ただ、ポスト・コロナは、都心部の在り方を確実に変えていくことだけは間違いがなさそうだ。多くのオフィスは郊外などのコワーキング施設や企業が独自に展開するサテライトオフィスに移っていくだろう。そうしたオフィスは何も高層ビルである必要もない。高層ビルがステータスであった時代はすでに過ぎ去っているのだ。郊外の自然豊かなオフィスで働くのが普通の働き方になってくるだろう。
オフィス大変革時代の幕開け
ポスト・コロナ時代は多くのオフィスで集中から分散へと流れが変わってくる。賃料についてもこれまでは丸の内や大手町ならば坪5万円、六本木なら4万円など、ビルオーナーは、立地さえ確保すれば賃料は自動的に決定されるものと考えてきた。

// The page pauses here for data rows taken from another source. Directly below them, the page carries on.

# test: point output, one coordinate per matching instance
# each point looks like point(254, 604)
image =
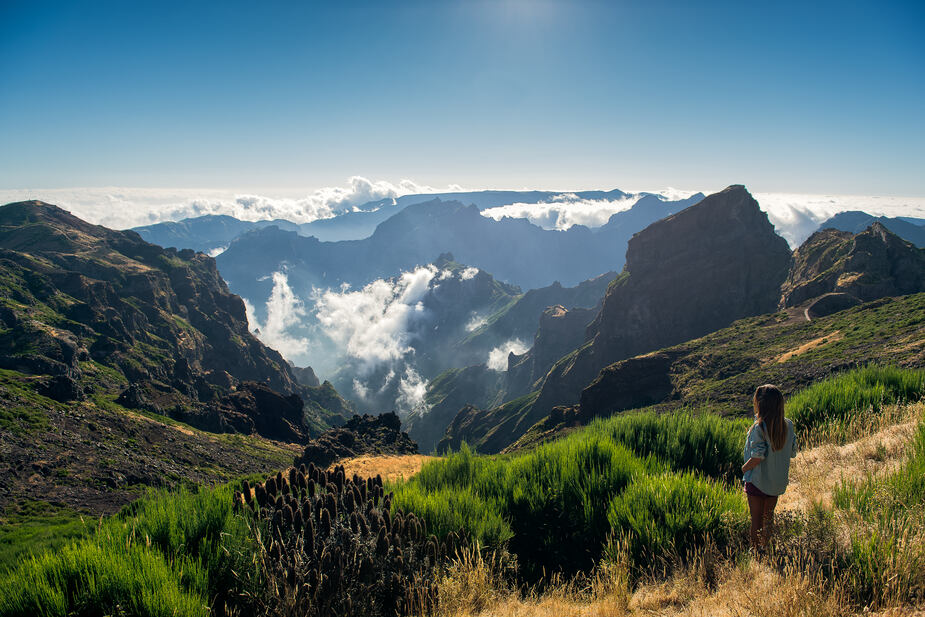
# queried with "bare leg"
point(767, 522)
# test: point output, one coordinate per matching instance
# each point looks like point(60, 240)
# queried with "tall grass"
point(885, 560)
point(689, 440)
point(168, 554)
point(831, 405)
point(555, 499)
point(674, 515)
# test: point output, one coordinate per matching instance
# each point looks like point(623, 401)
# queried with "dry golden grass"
point(813, 344)
point(391, 467)
point(704, 589)
point(710, 586)
point(816, 472)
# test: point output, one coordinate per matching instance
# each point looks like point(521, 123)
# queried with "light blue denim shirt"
point(773, 473)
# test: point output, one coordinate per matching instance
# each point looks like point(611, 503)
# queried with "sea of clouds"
point(794, 215)
point(122, 208)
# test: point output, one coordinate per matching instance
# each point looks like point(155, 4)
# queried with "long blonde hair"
point(769, 408)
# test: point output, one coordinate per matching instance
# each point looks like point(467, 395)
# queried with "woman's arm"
point(751, 463)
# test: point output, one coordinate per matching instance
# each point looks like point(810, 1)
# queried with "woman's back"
point(773, 474)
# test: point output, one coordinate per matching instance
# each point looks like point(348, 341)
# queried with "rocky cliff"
point(174, 339)
point(870, 265)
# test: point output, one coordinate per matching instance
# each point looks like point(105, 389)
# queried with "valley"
point(140, 392)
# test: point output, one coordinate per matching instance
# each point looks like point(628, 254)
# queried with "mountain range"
point(680, 283)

だからそうした土地をまず押さえることがビル業の第一歩だった。
三菱地所が丸の内や大手町を、三井不動産が日本橋を、森ビルが六本木を手放さないのは、その地を押さえていることにオフィスとしての価値があったからだ。
しかし、これからはオフィス立地についてそれほど単純な方程式は成り立たなくなってくる。都心部の良い立地に土地を押さえれば、まずはオフィスにして坪あたり賃料5万円とって事業は成立、あとは容積率の割り増し分でホテルや美術館を組み込んで、はい出来上がりといった単純な事業企画では勝負が難しくなってくるのだ。
ポスト・コロナはオフィス大変革時代の幕開けなのである。